Friedrich Martius (7 September 1850, Erxleben - 1 October 1923, Rostock) was a German internist who was one of the pioneers of constitutional thought in medicine. He was the father of philosopher Hedwig Conrad-Martius (1888–1966).

He studied medicine at the Pépinière in Berlin, obtaining his doctorate in 1874. Following graduation, he served as a military doctor, and afterwards worked as an assistant in the clinic of Carl Gerhardt in Berlin. In 1887 he received his habilitation, and later was appointed personal physician to Frederick Francis III, Grand Duke of Mecklenburg-Schwerin. In 1891 he relocated to the University of Rostock as an associate professor and director of the medical clinic. In 1899 he attained a full professorship at Rostock.

== Published works ==
He was the author of numerous scientific articles, being especially known for works associated with cardiac and gastric disorders.

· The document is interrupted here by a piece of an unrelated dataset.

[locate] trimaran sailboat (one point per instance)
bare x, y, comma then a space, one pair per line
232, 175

- Die Magensäure des Menschen, kritisch und experimentell, 1892 - Gastric acid in humans, etc.
- Tachycardie; eine klinische Studie, 1895 - Tachycardia, a clinical study.
- Achylia gastrica, ihre Ursachen und ihre Folgen. Mit einem anatomischen Beitrage von O. Lubarsch, 1897 - Achylia gastrica, its causes and its consequences, with anatomical contributions by Otto Lubarsch.
- Pathogenese innerer Krankheiten, nach Vorlesungen für Studirende und Ärzte, 1899 - Pathogenesis of internal diseases; according to lectures.
- Neurasthenische Entartung einst und jetzt. Tröstliche Betrachtungen eines Kulturoptimisten, 1909 - Neurasthenic degeneration past and present.
- Konstitution und Vererbung in ihren Beziehungen zur Pathologie, 1914 - Constitution and inheritance in its relationship with the pathology.